Protestataires dans les rues de Kiev, le début de la fin pour Porochenko ?

Protestataires dans les rues de Kiev, le début de la fin pour Porochenko ?

Installé au pouvoir dans la période très troublée du post-Maïdan, Petro Porochenko dirige l’un des pays les plus difficiles à gouverner sur le continent européen. Les luttes d’influence sont multiples, les pressions extérieures omniprésentes et le peuple prompt à ériger des barricades. Alors que les armes se taisent dans l’Est du pays, la grogne monte dans la capitale. Les premiers signes d’un affaissement du pouvoir se font jour.

On dit souvent que les affaires et la politique ne font pas bon ménage. En Ukraine, c’est l’inverse. Les hommes politiques sont des businessmen et vice-versa. Le pouvoir mène à l’argent et l’argent mène au pouvoir. Et comme dans une entreprise, lorsque les blâmes se multiplient, la fin du contrat n’est pas attendue patiemment. La machine se met en branle et en quelques semaines le pouvoir peut échouer dans les mains d’un nouvel homme fort.  L’ex président Viktor Ianoukovytch en est un bel exemple. Après plusieurs mois de contestations de plus en plus violentes, il a préféré renoncer à sa charge de manière précipitée – s’envolant en Russie avec des millions et des secrets bien gardés.

Après une courte période d’intérim, un oligarque bien connu du grand public en Ukraine est propulsé à la présidence en mai 2014. Presque un an et demi aux manettes et un bilan particulièrement discutable si l’on se place dans la peau de l’homme de la rue. La Crimée annexée par la Russie en mars 2014 appartient définitivement au passé. La guerre dans le Donbass a fait plus de 8 000 morts et a annihilé tout espoir de réconciliation à court terme entre l’Est et le reste du pays. L’économie s’est effondrée ravivant des tensions sociales rarement indolores. Etait-il possible de faire mieux ? Donner une réponse franche serait quel que peu présomptueux au regard de la situation chaotique dans laquelle le pays est plongé depuis deux années.
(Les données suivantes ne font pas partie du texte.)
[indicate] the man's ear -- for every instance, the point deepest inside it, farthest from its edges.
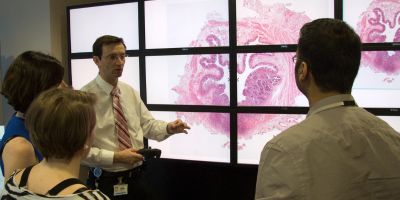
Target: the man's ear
(303, 70)
(96, 60)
Le constat est toutefois difficile à digérer. Certaines voix plutôt proches des séparatistes expliquaient que le conflit armé était entretenu pour éviter de s’attaquer aux problèmes de fond que sont l’économie et le social. Une lecture orientée, mais qui n’est pas sans fondement car depuis que le cessez-le-feu est respecté sur la ligne de front, les Ukrainiens commencent à respirer et à sentir avec plus d’acuité le souffle d’une crise économique sans précédent dans l’histoire récente. La Banque mondiale prévoit une baisse du PIB de 12 % en 2015 alors que la situation qui s’améliore sur le terrain aurait pu laisser espérer un ralentissement de la chute. L’inflation, donnée économique la plus rapidement perceptible par les ménages, est elle aussi dans le rouge avec une hausse impressionnante de 46 % attendue sur l’ensemble de l’année 2015.

La grogne monte au sein de la population et les élections municipales du 25 octobre s’annoncent très périlleuses pour la majorité. Tout le pays se rendra aux urnes (sauf le Donbass où les séparatistes ont accepté de ne pas tenir leur propre scrutin, mais on refusé celui du gouvernement) et un revers est craint du côté de l’exécutif. Le Parti radical d’Oleg Liachko rassemble de nombreux mécontents dont un millier a déjà planté ses tentes près du bâtiment du Conseil des ministres. Ces nouveaux contestataires appellent à la démission du gouvernement et pourraient rapidement être rejoints par des milliers d’autres Ukrainiens si une solution n’est pas trouvée sur la question du coût de l’énergie.

La situation politique pourrait se tendre et profiter à certains hommes politiques plus discrets depuis quelques mois. Exception faite de Dmytro Firtash, un homme d’affaires dans le milieu de l’énergie (justement) dont le poids politique grandit et qui a marqué les esprits ces derniers temps avec le lancement de l’Agence pour la modernisation de l’Ukraine (AMU). Initiative privée dont le but affiché est de recueillir des financements internationaux à hauteur de 300 milliards de dollars, l’AMU n’est pas passée inaperçue auprès d’Ukrainiens en quête de solutions pour remettre le pays à flots. Etant donné la situation, celle ou celui qui parviendra à enrayer la chute de l’économie trouvera grâce aux yeux des électeurs et des contestataires. En Ukraine ces deux entités se confondent largement et gare à la montée de la colère. Un nouveau Maïdan n’est jamais à exclure.